Pandora Media Inc., grappling with rising music costs, expects the royalties it pays to artists and record labels to decline to 40 percent of revenue from about 60 percent now, Chief Financial Officer Mike Herring said.
The company, the biggest Internet radio provider, expects to reach that target over the next few years, Herring said today at an investor conference sponsored by Roth Capital Partners in Dana Point, California.
The company is tackling royalty rates and seeking to boost the revenue it gets from advertising. With targeted ads and interactive features, Pandora is able to levy a premium over radio spots, Herring said. The company is working to close the gap between its ad revenue, now at about 1 percent of the radio industry’s total, and its 8.5 percent listener share, he said.

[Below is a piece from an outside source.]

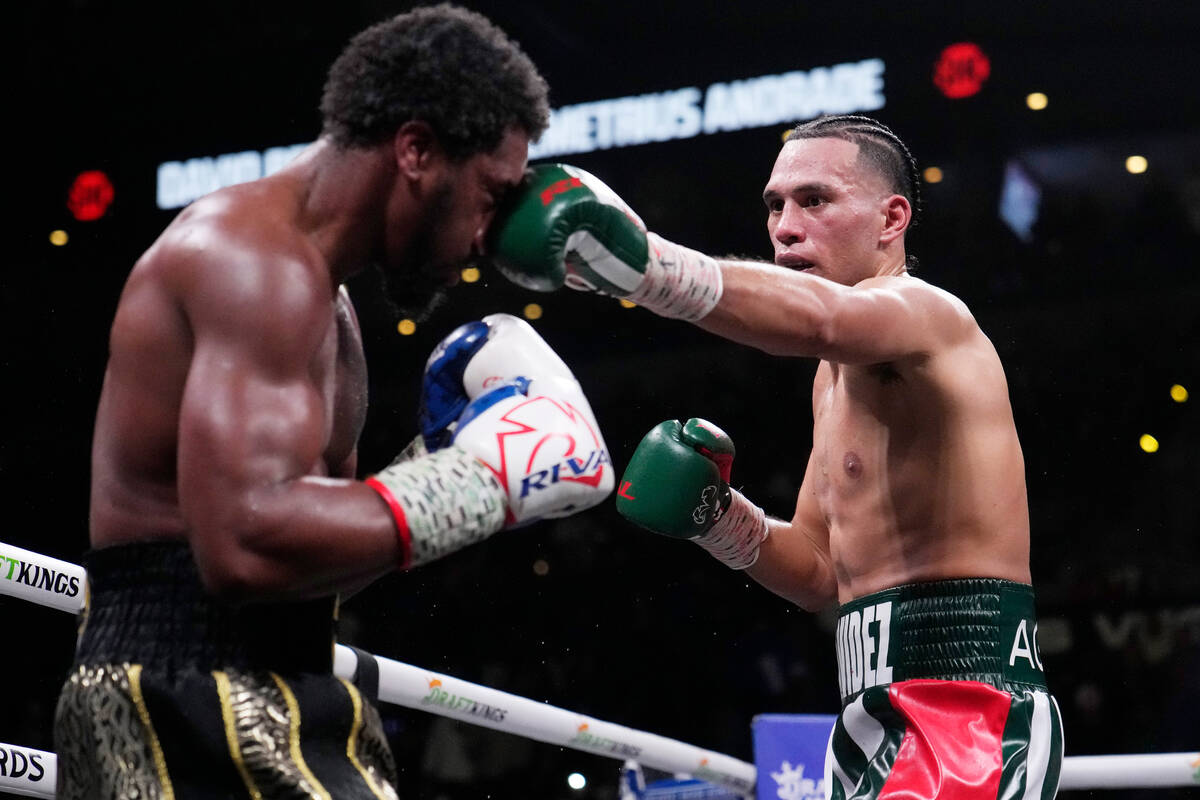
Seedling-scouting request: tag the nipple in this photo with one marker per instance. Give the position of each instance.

“It’s a long road,” Herring said.
Pandora, based in Oakland, California, fell 0.7 percent to $13.72 at the close in New York. The stock has climbed 49 percent this year.

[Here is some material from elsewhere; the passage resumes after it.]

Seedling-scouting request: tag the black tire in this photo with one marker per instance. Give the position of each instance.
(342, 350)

On March 7, the company reported better-than-expected fourth-quarter results and said Chief Executive Officer Joe Kennedy would be leaving.
Music costs amounted to 61 percent of the company’s $125.1 million in revenue during the quarter ended Jan. 31, the company said. That compares with 59 percent a year earlier.
Pandora is gearing up for “a long debate” on setting royalties for 2016 and beyond, Herring said. A two-year arbitration process to set new rates begins in January.